Historians refer to anything recorded by people who participated in or observed an event as a primary source. Anything written later is a secondary source. Your textbook is, obviously, a secondary source, and so are the lectures. Most of the things you will learnin class will come from secondary sources, but in order to really understand how we create knowledge about history you need to work with primary sources. Primary sources are usually trickier to work with than your text, but there are two main things you need to ask about these sources.

Who wrote this, why, and for what audience?

People don't write things for no reason. This was written to tell something to someone, and odds are it was not to tell history students something about this society. First, you need to ask yourself how much this person knew about what they are writing about. Then consider who they were writing to and what they were trying to convince them of. Both of these things are vital to figuring out what can be learned from a text. One reading I use in History 195 is Kant's essay"What is Enlightenment."Kant can be considered an authority on the Enlightenment, being one of its leading philosophers. Fortunately for us, he wrote this document for a magazine contest with the purpose of explaining the Enlightenment to people who were fairly well-educated and interested in the topic, i.e., us. An essay on the same topic by an eighteenth-century pope or a twentieth-century philosopher would look quite different because the author, the purpose, and the audience would be different.

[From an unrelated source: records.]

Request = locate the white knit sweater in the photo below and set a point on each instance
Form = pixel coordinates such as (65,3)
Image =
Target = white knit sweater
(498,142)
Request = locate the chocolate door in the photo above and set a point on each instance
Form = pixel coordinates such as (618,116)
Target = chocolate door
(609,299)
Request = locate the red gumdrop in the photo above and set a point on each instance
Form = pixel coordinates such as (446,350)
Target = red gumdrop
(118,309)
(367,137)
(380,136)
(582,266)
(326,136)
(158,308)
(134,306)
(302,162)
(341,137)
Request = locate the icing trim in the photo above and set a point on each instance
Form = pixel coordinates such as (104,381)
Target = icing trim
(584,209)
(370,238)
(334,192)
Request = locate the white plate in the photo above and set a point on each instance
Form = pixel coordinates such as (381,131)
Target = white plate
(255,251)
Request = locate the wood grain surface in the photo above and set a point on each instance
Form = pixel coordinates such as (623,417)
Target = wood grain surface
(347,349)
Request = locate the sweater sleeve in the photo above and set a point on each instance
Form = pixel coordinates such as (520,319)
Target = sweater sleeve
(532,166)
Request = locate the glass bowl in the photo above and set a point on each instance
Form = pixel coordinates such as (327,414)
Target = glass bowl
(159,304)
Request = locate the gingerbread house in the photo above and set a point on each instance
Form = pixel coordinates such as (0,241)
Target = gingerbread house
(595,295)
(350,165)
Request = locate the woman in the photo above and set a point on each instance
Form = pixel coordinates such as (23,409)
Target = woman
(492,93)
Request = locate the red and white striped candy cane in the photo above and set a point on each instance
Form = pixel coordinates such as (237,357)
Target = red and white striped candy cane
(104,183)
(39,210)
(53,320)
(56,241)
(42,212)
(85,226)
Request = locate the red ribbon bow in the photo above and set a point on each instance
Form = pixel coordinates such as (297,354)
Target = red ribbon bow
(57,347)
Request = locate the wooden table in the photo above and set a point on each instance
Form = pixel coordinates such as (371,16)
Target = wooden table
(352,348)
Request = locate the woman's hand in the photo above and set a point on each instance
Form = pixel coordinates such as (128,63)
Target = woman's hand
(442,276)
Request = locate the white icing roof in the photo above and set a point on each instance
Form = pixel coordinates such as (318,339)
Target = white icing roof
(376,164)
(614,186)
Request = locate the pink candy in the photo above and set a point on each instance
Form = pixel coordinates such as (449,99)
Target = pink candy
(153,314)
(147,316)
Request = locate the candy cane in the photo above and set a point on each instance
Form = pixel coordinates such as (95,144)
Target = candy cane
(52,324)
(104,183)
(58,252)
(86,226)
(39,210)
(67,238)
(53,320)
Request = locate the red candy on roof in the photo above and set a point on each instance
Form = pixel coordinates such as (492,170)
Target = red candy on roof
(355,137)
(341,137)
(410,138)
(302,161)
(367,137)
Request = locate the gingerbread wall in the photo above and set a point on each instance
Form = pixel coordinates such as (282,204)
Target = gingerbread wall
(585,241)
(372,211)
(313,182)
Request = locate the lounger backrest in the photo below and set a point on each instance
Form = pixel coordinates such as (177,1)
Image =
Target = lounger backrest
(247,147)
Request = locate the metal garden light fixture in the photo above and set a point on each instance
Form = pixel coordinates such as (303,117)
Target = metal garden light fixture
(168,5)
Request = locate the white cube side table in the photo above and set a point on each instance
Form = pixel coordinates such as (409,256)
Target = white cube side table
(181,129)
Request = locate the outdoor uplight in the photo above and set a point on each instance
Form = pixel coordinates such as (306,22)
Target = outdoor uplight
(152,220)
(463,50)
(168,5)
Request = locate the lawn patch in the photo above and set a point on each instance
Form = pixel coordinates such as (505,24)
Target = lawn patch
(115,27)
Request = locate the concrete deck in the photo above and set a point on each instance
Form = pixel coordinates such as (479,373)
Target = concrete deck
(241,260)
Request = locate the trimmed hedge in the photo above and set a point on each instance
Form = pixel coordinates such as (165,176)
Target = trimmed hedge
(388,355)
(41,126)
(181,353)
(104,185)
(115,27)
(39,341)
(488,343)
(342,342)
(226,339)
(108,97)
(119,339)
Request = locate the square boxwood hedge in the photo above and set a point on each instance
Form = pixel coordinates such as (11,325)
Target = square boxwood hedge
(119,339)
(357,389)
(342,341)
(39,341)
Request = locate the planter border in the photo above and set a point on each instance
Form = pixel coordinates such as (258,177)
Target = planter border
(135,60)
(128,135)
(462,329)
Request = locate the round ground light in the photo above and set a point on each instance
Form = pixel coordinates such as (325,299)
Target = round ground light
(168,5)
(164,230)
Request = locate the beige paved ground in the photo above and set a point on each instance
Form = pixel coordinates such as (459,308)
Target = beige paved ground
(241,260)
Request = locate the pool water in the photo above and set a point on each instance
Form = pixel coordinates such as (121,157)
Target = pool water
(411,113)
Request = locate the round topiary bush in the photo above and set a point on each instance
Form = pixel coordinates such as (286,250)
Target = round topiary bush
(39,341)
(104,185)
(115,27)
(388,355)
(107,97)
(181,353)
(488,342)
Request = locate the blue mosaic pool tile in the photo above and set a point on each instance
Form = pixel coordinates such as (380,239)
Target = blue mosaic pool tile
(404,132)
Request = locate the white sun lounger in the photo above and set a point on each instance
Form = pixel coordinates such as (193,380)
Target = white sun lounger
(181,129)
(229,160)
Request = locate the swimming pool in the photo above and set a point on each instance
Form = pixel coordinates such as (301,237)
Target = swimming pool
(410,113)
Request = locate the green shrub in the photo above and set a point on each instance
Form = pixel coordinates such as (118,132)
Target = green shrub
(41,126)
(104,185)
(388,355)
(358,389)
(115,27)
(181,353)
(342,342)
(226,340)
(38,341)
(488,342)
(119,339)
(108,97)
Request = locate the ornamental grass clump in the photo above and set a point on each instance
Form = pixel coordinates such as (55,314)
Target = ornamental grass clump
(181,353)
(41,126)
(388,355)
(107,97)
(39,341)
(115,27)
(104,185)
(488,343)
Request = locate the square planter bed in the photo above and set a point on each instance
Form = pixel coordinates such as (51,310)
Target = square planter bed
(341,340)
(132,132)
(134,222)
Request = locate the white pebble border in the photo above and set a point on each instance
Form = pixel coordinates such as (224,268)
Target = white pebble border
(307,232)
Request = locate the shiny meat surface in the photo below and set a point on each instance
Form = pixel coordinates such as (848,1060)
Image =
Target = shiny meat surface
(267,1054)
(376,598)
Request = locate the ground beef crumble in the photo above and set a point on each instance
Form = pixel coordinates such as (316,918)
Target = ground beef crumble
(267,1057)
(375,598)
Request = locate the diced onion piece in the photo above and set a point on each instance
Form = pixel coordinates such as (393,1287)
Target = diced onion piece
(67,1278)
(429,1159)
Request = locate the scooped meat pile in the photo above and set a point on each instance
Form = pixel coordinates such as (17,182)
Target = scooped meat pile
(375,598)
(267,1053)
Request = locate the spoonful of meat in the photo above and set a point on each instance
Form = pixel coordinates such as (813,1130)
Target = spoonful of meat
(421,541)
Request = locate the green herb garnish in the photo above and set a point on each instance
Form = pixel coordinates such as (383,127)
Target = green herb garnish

What can we learn from this document?

This can be done at several levels. In some cases a document will tell you quite directly what it is doing. The Communist Manifesto is a good example. As the title implies, it is a manifesto intended to tell people the beliefs of a group of people. It is written in clear, direct language that is easy to understand with minimal background. Note that even this can be a little deceiving. Marx is claiming that he is presenting a definition of Communism that is accepted by all communists, for whom he is the accepted spokesman. Neither of these things is entirely true, of course. You need to be wary of assuming that your writer is telling the truth to you or to themselves.

Besides the things that can be learned from the direct statements that documents make, you can learn a lot about the implicit assumptions of an individual from the things that a document assumes or does not bother to say. Marx is not much given to quoting the Bible, but he is fond in many of his writings of citing statistics, revealing something about what he considers to be the source of intellectual authority. You can also learn a lot about the people Marx opposes, although describing them is not really the point of the piece.

Finally, you can sometimes learn about the social world that people lived in. A person from Mongolia whose only exposure to American society was watching Friends would have a very warped view of what Americans act like (and look like) but would probably know quite a bit about what we consider normal behavior and how we deal with each other.